The topping batter can easily be made a day or two ahead of time and stored, covered, in the refrigerator. It can even be added to, say, banana bread if you’re feeling fusiony.
Oh, and to ensure there’s no confusion: there is no coffee in the cake. The name “coffee cake” is bestowed upon this delightful creation since it’s meant to be enjoyed with the newspaper and a great big cup of (you guessed it!) … coffee.
1 teaspoon xanthan gum (omit if your blend already contains it)
2 tablespoons (18 g) cornstarch
3/4 teaspoon baking powder
1/2 teaspoon baking soda
1/2 teaspoon kosher salt
2 teaspoons ground cinnamon
6 tablespoons (84 g) unsalted butter, at room temperature
2 tablespoons (1 fluid ounce) milk, at room temperature
1 cup (256 g) sour cream, at room temperature
2 eggs (100 g, weighed out of shell) at room temperature, beaten
3/4 cup (150 g) granulated sugar
Preheat your oven to 350°F. Line an 8-inch square baking pan with parchment paper and set it aside.

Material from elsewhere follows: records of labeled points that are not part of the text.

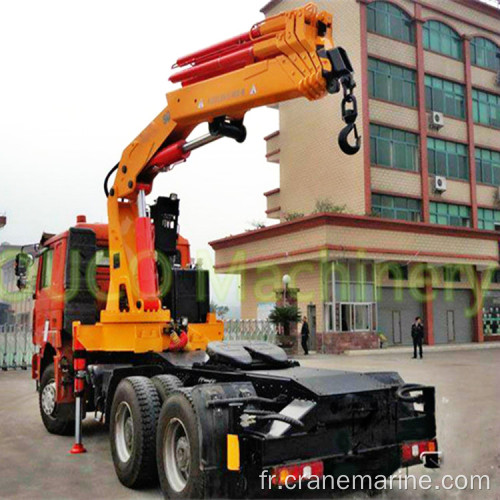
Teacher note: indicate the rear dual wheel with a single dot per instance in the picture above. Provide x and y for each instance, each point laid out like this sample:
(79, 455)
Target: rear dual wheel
(178, 449)
(133, 419)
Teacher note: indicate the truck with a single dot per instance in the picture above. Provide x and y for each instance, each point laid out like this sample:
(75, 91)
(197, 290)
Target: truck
(122, 324)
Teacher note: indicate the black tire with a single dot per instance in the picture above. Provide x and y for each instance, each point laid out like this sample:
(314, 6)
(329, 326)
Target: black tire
(58, 419)
(165, 385)
(132, 431)
(178, 419)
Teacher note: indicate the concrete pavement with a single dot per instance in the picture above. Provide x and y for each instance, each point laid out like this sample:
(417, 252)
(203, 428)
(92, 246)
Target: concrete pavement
(34, 464)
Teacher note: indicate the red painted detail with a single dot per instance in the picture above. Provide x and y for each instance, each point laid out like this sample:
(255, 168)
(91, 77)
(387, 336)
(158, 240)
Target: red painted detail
(77, 448)
(221, 65)
(467, 20)
(220, 48)
(146, 264)
(365, 109)
(292, 473)
(422, 116)
(272, 135)
(79, 364)
(179, 342)
(169, 155)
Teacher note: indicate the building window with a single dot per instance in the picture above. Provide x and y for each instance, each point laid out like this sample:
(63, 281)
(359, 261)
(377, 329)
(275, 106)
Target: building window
(444, 96)
(351, 305)
(396, 207)
(487, 218)
(393, 148)
(392, 83)
(488, 166)
(398, 272)
(449, 214)
(486, 108)
(387, 19)
(452, 274)
(485, 53)
(448, 159)
(441, 38)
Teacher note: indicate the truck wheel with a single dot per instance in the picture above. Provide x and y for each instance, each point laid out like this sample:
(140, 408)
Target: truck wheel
(58, 419)
(165, 385)
(178, 448)
(133, 418)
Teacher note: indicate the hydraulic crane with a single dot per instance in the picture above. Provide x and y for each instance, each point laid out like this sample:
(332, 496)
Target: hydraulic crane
(287, 56)
(204, 416)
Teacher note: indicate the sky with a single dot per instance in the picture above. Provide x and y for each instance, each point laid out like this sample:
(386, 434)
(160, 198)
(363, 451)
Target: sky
(80, 80)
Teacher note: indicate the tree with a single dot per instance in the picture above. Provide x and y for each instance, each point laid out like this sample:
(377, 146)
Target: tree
(283, 316)
(220, 311)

First, prepare the topping. In a medium-size bowl, place all of the ingredients in the order listed, mixing to combine after each addition. Place the bowl in the refrigerator to chill until firm.

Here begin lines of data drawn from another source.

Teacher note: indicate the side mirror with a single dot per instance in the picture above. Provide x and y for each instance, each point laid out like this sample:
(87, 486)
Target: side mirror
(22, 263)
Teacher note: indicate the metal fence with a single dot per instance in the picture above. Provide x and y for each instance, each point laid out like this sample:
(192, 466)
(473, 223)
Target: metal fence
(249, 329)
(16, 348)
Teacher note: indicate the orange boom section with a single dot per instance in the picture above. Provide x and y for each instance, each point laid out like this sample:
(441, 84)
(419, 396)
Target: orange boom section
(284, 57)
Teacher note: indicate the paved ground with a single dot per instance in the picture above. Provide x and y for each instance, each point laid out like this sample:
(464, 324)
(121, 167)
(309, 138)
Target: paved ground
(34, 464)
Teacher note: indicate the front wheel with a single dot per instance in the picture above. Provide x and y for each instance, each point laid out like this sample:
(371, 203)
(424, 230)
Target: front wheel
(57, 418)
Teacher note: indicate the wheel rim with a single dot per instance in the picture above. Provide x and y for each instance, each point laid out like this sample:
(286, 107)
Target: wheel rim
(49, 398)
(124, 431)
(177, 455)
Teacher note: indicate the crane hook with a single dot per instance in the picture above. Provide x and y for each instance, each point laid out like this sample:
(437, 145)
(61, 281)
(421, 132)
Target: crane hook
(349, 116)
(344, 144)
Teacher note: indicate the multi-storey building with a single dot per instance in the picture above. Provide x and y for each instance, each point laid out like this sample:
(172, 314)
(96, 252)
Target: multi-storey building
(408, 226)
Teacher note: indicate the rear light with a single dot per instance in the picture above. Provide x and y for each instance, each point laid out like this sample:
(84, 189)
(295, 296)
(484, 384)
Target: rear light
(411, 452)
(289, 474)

Make the cake batter. In a medium-size bowl, place the flour, xanthan gum, cornstarch, baking powder, baking soda, salt and cinnamon, and whisk to combine well. Set the bowl aside. In a large bowl with a handheld mixer or the bowl of a stand mixer fitted with the paddle attachment, place the butter, milk and sour cream, and beat on medium speed to combine. Add the eggs and sugar, and beat to combine well. Add the dry ingredients to the bowl of wet ingredients and mix on medium high speed until well-combined. The batter will be very thick, since our liquid is mainly sour cream.
Scrape the batter into the prepared pan and smooth into an even layer with a wet spatula. Remove the chilled crumble topping from the refrigerator, fluff it with a fork to break up the mixture into irregular pieces. Scatter the pieces evenly on top of the cake batter and press down gently to help the topping adhere to the batter. Place the cake pan in the center of the preheated oven. Bake until the cake is fragrant and the center does not jiggle in the center when the pan is shaken from side to side gently and a toothpick inserted into the center comes out mostly clean, about 40 minutes. Do not overbake or the bottom will burn.
Allow to cool in the pan for about 10 minutes before lifting the cake out of the pan with the parchment paper. Slice into squares and serve.